Книга начинается со скромности. С того, как автор и не думал об Арктике и Антарктиде. Он «приглядел» для будущих теоретических изысканий Азовское море и собирал материал «по этому маленькому, но, казалось мне, симпатичному морю». И уже симпатично, когда человек говорит о симпатии к маленькому и вовсе не знаменитому морю.
В книгах сильных людей действия есть четкая, без кокетства, спокойная нота осознания — еще при жизни — своего же (!) исполненного долга. Художник же до смертного предела мучается неисполненным, незаконченным, невыплаченным долгом. Это потому, что он одинок в творчестве.
Работа большого ученого-полярника в наше время не одинока ни в духовном, ни в материально-бытовом смысле.
И еще. Балерина не знает, когда сходить со сцены. И даже крупные писатели не знают и теряют контроль над собой. Ученый-землепроходец знает это четко: начали слабеть глаза, задрожала от перенапряжения рука, вылетела из памяти формула длины окружности — стоп, парень — ты не имеешь права продолжать танец, ибо под ногами не сцена, а лед и океан или пустыня, а за тобой не девочки кордебалета — полярная станция, отряд, партия, экспедиция, и от тебя зависит сотня человеческих жизней, а не проваленный спектакль или неудачная книга.
Он мог, будучи начальником СП-2, покинуть новогоднее застолье, чтобы навестить товарища, который должен запускать радиозонд. Прийти к нему с двумя бокалами шампанского, вместе выпить, а потом вдруг привязать бокалы к зонду и слушать, как в вышине тает их звон.
Сомов прошел путь от большой науки к полярно-морскому руководству. Тяжкий для него путь.
Да и смерть, в результате, чаще дышала ему и в лоб и в затылок.
Решением международных организаций акватория у берегов Антарктиды между морем Росса и морем Дюмон-Дюрвиля названа морем Сомова.
Дюмон-Дюрвиль перед уходом в третье кругосветное плавание 7 сентября 1837 года записал в дневник: «В нынешний вторник я попрощался с моей семьей. Дважды я уже проходил через это тяжелое испытание, но в ту пору я был молод, полон сил, надежд, веры в будущее. Нынче я уже стар… и у меня нет никаких иллюзий…»

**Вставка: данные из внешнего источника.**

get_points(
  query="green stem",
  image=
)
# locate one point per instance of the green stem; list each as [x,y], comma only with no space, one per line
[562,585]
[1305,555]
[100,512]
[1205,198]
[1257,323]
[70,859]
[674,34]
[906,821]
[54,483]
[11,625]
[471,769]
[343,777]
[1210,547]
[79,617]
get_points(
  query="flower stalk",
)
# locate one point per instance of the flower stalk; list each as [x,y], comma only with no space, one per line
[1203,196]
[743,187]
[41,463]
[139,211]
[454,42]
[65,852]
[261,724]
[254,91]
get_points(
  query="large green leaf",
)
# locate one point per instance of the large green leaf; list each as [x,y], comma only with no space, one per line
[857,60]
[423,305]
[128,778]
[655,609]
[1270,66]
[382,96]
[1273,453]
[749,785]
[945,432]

Ему было всего сорок семь. И отсутствие иллюзий не помешало ему открыть Землю Адели в Антарктиде. Теперь моря Сомова и Дюмон-Дюрвиля соседи и побратимы.

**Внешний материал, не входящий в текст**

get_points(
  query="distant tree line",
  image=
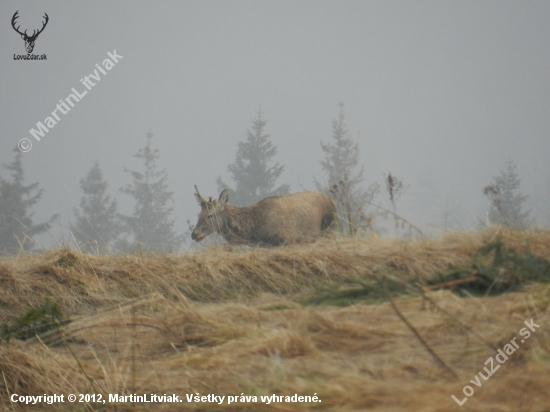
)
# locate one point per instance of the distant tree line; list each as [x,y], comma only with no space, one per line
[99,228]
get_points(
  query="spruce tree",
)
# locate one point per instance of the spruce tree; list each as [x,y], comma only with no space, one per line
[97,225]
[17,229]
[344,177]
[151,224]
[254,178]
[506,200]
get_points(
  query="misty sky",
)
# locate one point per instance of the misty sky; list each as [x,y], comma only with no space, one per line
[440,93]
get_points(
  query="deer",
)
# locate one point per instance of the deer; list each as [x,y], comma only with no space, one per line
[274,221]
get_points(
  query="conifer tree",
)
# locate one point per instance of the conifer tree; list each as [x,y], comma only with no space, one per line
[17,229]
[506,200]
[344,177]
[97,225]
[151,224]
[254,178]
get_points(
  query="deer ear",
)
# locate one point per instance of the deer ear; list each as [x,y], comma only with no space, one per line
[224,198]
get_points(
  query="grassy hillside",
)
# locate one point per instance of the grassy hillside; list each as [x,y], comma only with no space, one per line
[363,324]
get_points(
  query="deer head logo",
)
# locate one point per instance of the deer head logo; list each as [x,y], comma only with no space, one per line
[29,40]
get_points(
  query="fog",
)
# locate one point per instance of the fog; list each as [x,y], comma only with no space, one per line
[440,94]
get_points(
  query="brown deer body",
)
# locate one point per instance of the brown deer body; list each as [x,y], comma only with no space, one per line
[273,221]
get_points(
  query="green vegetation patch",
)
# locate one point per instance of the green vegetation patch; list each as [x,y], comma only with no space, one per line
[495,269]
[33,322]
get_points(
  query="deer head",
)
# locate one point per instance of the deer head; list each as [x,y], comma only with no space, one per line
[29,40]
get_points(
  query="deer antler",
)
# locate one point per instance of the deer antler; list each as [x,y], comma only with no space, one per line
[15,16]
[43,26]
[34,33]
[203,200]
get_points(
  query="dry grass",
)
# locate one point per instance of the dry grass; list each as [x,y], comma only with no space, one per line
[227,322]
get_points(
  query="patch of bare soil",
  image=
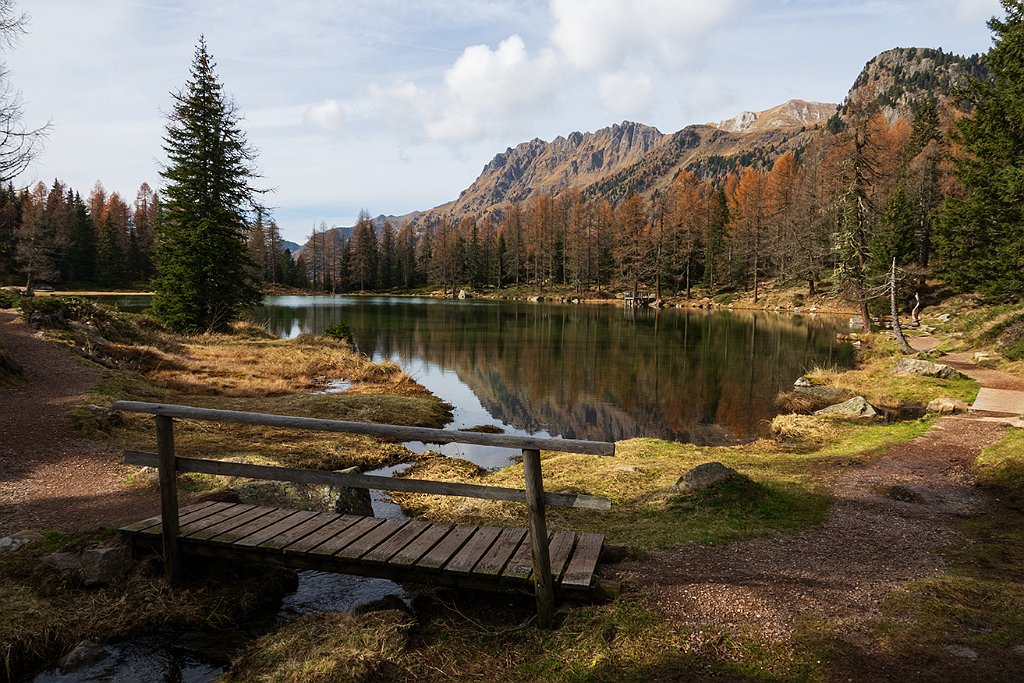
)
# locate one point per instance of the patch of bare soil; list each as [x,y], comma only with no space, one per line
[887,527]
[986,377]
[50,477]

Тоннаж судов Дюрвиля был 380 тонн. Наше судно весит 5600 — в пятнадцать раз больше. И в нашем распоряжении 8000 лошадиных сил, а не обледенелые паруса.
Плавание Дюрвиля продолжалось 38 месяцев. Наше запланировано на четыре.

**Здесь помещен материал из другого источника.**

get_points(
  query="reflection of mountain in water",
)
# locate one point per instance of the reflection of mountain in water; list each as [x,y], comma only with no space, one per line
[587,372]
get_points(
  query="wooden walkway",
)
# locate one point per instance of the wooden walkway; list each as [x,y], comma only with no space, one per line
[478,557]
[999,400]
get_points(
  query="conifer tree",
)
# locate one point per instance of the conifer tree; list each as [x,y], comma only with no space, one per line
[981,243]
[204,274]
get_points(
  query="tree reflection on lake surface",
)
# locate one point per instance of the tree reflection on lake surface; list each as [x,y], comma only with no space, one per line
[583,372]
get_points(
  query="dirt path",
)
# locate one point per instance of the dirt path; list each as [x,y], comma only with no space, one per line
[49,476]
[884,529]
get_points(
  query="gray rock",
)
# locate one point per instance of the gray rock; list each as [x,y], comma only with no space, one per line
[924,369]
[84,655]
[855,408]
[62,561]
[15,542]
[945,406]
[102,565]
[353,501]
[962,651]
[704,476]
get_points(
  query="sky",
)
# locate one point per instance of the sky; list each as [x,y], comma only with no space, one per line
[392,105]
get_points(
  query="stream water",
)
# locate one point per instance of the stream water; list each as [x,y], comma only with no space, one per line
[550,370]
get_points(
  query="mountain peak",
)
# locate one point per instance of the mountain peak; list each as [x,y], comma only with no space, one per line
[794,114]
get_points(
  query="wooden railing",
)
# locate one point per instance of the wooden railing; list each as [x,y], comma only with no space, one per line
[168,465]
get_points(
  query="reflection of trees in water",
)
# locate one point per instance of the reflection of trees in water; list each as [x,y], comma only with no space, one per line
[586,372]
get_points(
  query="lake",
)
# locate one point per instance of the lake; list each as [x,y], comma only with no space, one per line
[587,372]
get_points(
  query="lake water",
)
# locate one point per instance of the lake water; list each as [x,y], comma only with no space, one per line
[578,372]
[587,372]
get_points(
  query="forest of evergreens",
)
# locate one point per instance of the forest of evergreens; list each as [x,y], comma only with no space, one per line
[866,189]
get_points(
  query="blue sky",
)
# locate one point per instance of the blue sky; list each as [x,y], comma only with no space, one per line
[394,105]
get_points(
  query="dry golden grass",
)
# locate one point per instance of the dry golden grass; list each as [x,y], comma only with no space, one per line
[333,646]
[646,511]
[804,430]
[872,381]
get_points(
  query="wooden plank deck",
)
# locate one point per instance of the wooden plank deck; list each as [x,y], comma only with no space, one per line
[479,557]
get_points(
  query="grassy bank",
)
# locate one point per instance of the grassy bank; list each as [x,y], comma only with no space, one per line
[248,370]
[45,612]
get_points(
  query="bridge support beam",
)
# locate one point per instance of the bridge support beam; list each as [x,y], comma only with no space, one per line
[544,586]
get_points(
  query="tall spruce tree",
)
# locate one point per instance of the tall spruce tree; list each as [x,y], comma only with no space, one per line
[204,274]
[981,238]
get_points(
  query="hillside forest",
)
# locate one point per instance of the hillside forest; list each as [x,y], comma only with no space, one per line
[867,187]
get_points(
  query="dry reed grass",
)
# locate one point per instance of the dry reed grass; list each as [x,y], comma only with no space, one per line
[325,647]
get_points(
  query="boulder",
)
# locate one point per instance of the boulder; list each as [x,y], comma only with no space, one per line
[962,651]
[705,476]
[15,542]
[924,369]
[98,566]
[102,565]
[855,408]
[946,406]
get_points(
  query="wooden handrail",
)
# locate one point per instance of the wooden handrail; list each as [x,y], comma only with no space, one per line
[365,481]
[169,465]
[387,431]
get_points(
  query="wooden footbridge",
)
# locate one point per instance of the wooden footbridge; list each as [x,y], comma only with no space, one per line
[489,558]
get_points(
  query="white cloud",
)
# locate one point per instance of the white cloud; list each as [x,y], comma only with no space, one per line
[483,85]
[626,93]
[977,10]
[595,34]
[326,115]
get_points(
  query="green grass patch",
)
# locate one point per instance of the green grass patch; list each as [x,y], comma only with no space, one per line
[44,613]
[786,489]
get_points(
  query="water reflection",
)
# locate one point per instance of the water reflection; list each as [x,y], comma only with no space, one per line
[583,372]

Дюрвиль погиб пятидесяти лет вместе с женой Аделью и единственным сыном при крушении поезда, который вез их из праздничного Версаля в Париж. Вот же судьба! Трижды обойти земной шар сквозь бури, штормы, штили, льды невредимым и… Правда, прославленный адмирал уже начинал мечтать о таком именно мгновенном конце жизни, ибо болел и начал непоправимо слабеть глазами.